From Somatic Variants Toward Precision Oncology: An Investigation of Reporting Practice for Next-Generation Sequencing-Based Circulating Tumor DNA Analysis

Abstract

Background: With the accelerated development of next-generation sequencing (NGS), identified variants, and targeted therapies, clinicians who confront the complicated and multifarious genetic information may not effectively incorporate NGS-based circulating tumor DNA (ctDNA) analysis into routine patient care. Consequently, standardized ctDNA testing reports are of vital importance. In an effort to guarantee high-quality reporting performance, we conducted an investigation of the current detection and reporting practices for NGS-based ctDNA analysis.

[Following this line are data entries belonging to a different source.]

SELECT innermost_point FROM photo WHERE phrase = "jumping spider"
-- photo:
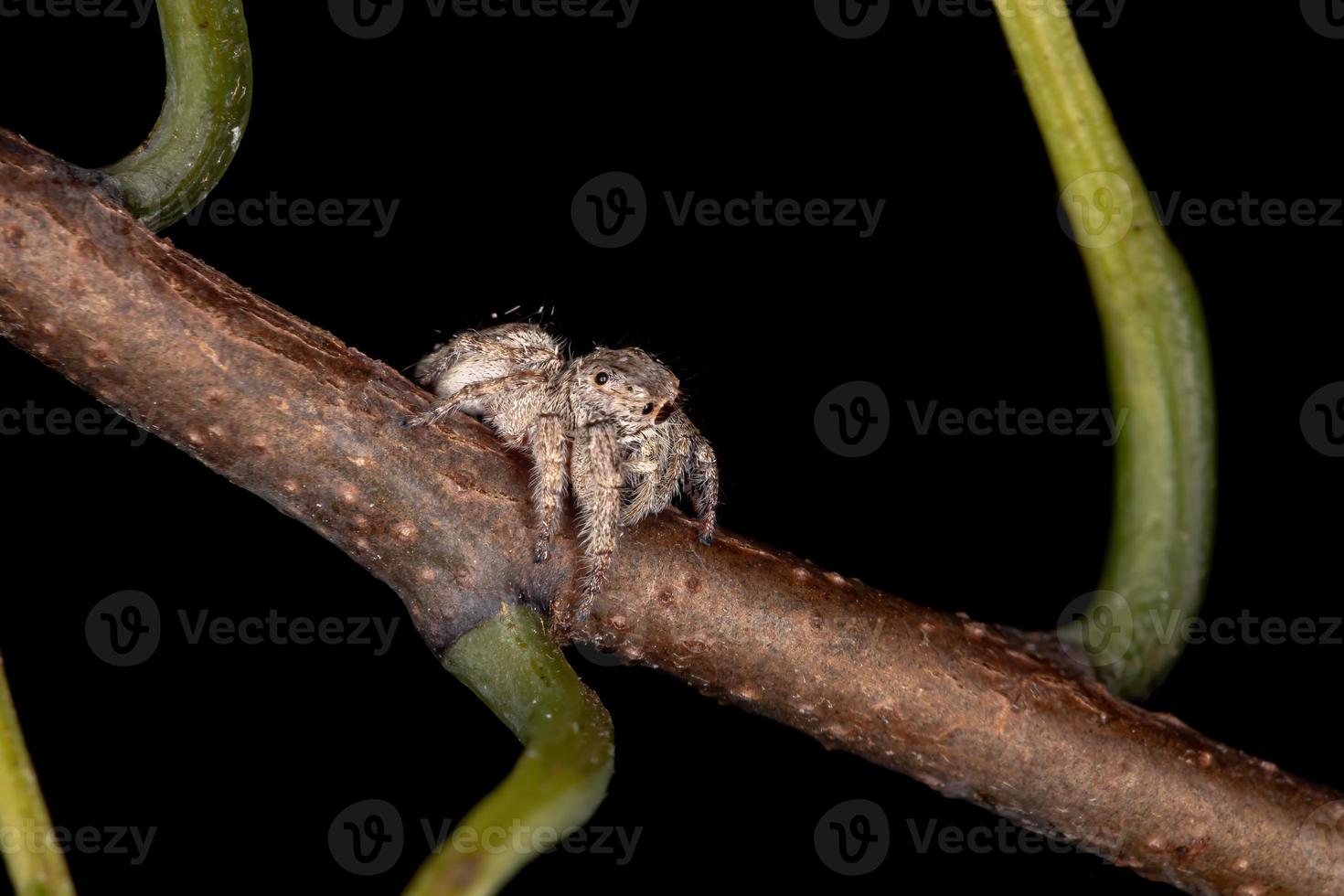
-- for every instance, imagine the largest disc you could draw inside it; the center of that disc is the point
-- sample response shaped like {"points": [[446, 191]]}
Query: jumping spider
{"points": [[606, 421]]}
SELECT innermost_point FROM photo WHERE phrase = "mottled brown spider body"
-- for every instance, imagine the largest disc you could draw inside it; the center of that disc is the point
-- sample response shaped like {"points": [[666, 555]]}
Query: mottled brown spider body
{"points": [[608, 422]]}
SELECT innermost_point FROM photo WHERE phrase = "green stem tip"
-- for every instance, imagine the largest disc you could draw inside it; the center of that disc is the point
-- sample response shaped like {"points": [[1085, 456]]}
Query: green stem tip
{"points": [[568, 755], [205, 113], [1157, 364]]}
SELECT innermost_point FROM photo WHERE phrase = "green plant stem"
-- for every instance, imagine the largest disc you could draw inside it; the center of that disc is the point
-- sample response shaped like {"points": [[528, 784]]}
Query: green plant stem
{"points": [[1156, 354], [37, 865], [205, 113], [568, 755]]}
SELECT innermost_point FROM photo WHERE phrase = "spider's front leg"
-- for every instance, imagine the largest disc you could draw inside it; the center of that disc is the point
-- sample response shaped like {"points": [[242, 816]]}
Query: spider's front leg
{"points": [[549, 463], [600, 504], [648, 489], [477, 397], [703, 484]]}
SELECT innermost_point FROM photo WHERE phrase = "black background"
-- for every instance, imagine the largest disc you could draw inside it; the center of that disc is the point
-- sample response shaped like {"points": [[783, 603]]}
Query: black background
{"points": [[969, 293]]}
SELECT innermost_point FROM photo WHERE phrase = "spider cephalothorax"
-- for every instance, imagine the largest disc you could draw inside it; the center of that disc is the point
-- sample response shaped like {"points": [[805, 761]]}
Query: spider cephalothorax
{"points": [[608, 422]]}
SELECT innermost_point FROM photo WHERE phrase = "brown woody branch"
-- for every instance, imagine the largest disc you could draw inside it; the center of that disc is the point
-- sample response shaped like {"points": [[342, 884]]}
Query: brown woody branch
{"points": [[294, 415]]}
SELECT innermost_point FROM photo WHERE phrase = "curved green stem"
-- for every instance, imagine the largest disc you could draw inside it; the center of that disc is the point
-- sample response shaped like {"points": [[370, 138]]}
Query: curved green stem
{"points": [[35, 863], [1157, 360], [205, 113], [568, 755]]}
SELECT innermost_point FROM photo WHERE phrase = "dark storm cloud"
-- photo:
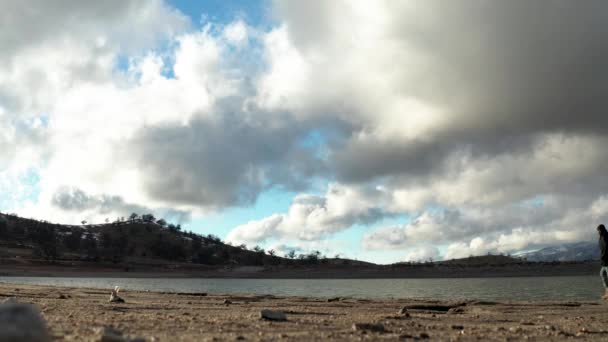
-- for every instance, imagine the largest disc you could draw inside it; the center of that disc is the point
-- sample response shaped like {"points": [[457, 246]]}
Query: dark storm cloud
{"points": [[225, 159], [507, 73]]}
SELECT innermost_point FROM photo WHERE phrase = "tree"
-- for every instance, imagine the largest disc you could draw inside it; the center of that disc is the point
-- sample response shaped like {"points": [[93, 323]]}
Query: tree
{"points": [[72, 241], [148, 218], [89, 245], [46, 240], [3, 227]]}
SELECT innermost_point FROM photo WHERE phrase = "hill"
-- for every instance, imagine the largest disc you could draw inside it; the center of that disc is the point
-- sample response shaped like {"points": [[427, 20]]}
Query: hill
{"points": [[139, 240], [580, 251]]}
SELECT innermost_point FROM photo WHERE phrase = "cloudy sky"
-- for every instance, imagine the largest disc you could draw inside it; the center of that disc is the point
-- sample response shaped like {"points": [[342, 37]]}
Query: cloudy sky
{"points": [[378, 130]]}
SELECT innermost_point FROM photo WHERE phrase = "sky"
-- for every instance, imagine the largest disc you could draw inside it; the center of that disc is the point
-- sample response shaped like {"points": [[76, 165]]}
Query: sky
{"points": [[384, 131]]}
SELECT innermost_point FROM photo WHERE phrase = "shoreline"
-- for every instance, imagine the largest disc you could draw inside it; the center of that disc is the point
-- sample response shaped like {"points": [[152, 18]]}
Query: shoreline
{"points": [[80, 313], [315, 272]]}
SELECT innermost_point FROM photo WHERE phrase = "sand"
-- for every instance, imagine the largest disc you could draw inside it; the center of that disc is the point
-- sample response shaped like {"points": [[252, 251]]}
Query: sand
{"points": [[78, 314]]}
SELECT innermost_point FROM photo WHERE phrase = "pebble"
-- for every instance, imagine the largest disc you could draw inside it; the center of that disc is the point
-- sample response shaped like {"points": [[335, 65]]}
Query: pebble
{"points": [[368, 327], [456, 310], [22, 322], [272, 315]]}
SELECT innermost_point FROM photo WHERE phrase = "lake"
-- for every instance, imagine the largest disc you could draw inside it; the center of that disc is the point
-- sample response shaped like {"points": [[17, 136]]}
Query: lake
{"points": [[574, 288]]}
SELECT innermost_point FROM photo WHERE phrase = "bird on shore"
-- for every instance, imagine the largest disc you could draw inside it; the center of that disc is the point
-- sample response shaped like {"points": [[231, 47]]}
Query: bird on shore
{"points": [[114, 298]]}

Materials and methods: A set of simulated ctDNA samples with known variants at known allelic frequencies and a corresponding case scenario were distributed to 66 genetic testing laboratories for ctDNA analysis. Written reports were collected to evaluate the detection accuracy, reporting integrity, and information sufficiency using 21 predefined criteria.

Results: Current reporting practices for NGS-based ctDNA analysis were found to be far from satisfactory, especially regarding testing interpretation and methodological details. Only 42.4% of laboratories reported the results in complete concordance with the expected results. Moreover, 74.2% of reports only listed aberrations with direct and well-known treatment consequences for the tumor type in question. Genetic aberrations for which experimental agents and/or drug access programs are available may thus be overlooked. Furthermore, methodological details for the interpretation of results were missing from the majority of reports (87.9%).

Conclusion: This proof-of-principle study suggests that the capacity for accurate identification of variants, rational interpretation of genotypes, comprehensive recommendation of potential medications, and detailed description of methodologies need to be further improved before ctDNA analysis can be formally implemented in the clinic.

Implications for practice: Accurate, comprehensive, and standardized clinical sequencing reports can help to translate complex genetic information into patient-centered clinical decisions, thereby shepherding precision oncology into daily practice. However, standards, guidelines, and quality requirements for clinical reports of next-generation sequencing (NGS)-based circulating tumor DNA (ctDNA) analysis are currently absent. By using a set of simulated clinical ctDNA samples and a corresponding case scenario, current practices were evaluated to identify deficiencies in clinical sequencing reports of ctDNA analysis. The recommendations provided here may serve as a roadmap for the improved implementation of NGS-based ctDNA analysis in the clinic.

Keywords: Circulating tumor DNA; Clinical reports; Next-generation sequencing; Quality control; Standardization.

Figure 1

Preparation of the simulated ctDNA samples. (A): The validation results of our simulated ctDNA samples by using capillary electrophoresis. (B): The validation results of our simulated ctDNA samples by using digital PCR. Abbreviation: dPCR, digital polymerase chain reaction; MAF, mutant allele frequency.

Figure 2

The distribution of laboratories in different characteristics. (A): The distribution of laboratories using different targeted enrichment strategies. (B): The distribution of laboratories using specific sequencing platforms. (C): The distribution of laboratories with different limit of detection. Abbreviation: PCR, polymerase chain reaction.

Figure 3

Overview of the whole reporting performance of 66 participants. (A): The scoring record of the written reports from 66 participating laboratories. (B): The detail reporting performance of 66 participating laboratories. Abbreviation: ID, identifier.

Figure 4

Overview of the performance for qualitative detection. The testing results of each laboratory are indicated by columns. A blue box indicates that the intended variants were correctly reported; a gray box indicates that the intended variants were not reported as the expected variant beyond the specific detectable range or lower than the validated limit of detection (LOD); a yellow box stand for a false‐negative result; a red box stand for a false‐positive result; an orange box stand for the result lower than LOD. The allele frequencies reported are shown inside the boxes.

Figure 5

An overview of the critical elements next‐generation sequencing (NGS)‐based circulating tumor (ctDNA) analysis. (A): The importance of clinical reports in NGS‐based ctDNA analysis. (B): The critical elements for a comprehensive ctDNA analysis report. Abbreviation: HGVS, Human Genome Variation Society.